A peculiar look crossed Arkwright's face.

"The—wedding?" he asked, a little faintly.

"Yes. Didn't you know? My friend, Miss Hawthorn, is to marry Mr. Cyril Henshaw next month."

The man opposite relaxed visibly.

"Oh, Miss Hawthorn! No, I didn't know," he murmured; then, with sudden astonishment he added: "And to Mr. Cyril, the musician, did you say?"

"Yes. You seem surprised."

"I am." Arkwright paused, then went on almost defiantly. "You see, Calderwell was telling me only last September how very unmarriageable all the Henshaw brothers were. So I am surprised—naturally," finished Arkwright, as he rose to take his leave.

A swift crimson stained Billy's face.

"But surely you must know that—that—"

"That he has a right to change his mind, of course," supplemented Arkwright smilingly, coming to her rescue in the evident confusion that would not let her finish her sentence. "But Calderwell made it so emphatic, you see, about all the brothers. He said that William had lost his heart long ago; that Cyril hadn't any to lose; and that Bertram—"

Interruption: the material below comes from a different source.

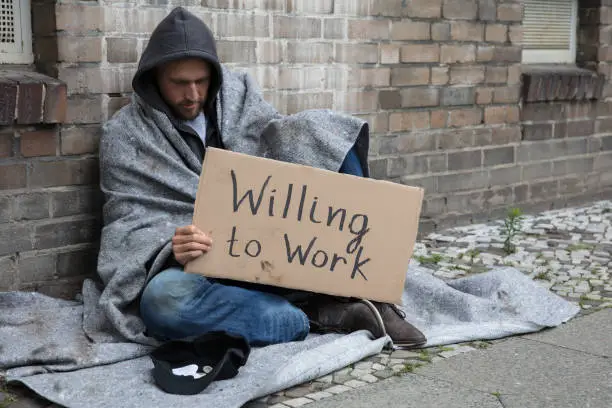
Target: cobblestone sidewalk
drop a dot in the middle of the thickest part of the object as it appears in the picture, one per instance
(566, 250)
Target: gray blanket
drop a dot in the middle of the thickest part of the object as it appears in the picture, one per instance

"But, Mr. Arkwright, Bertram is—is—" Billy had moistened her lips, and plunged hurriedly in to prevent Arkwright's next words. But again was she unable to finish her sentence, and again was she forced to listen to a very different completion from the smiling lips of the man at her side.

"Is an artist, of course," said Arkwright. "That's what Calderwell declared—that it would always be the tilt of a chin or the curve of a cheek that the artist loved—to paint."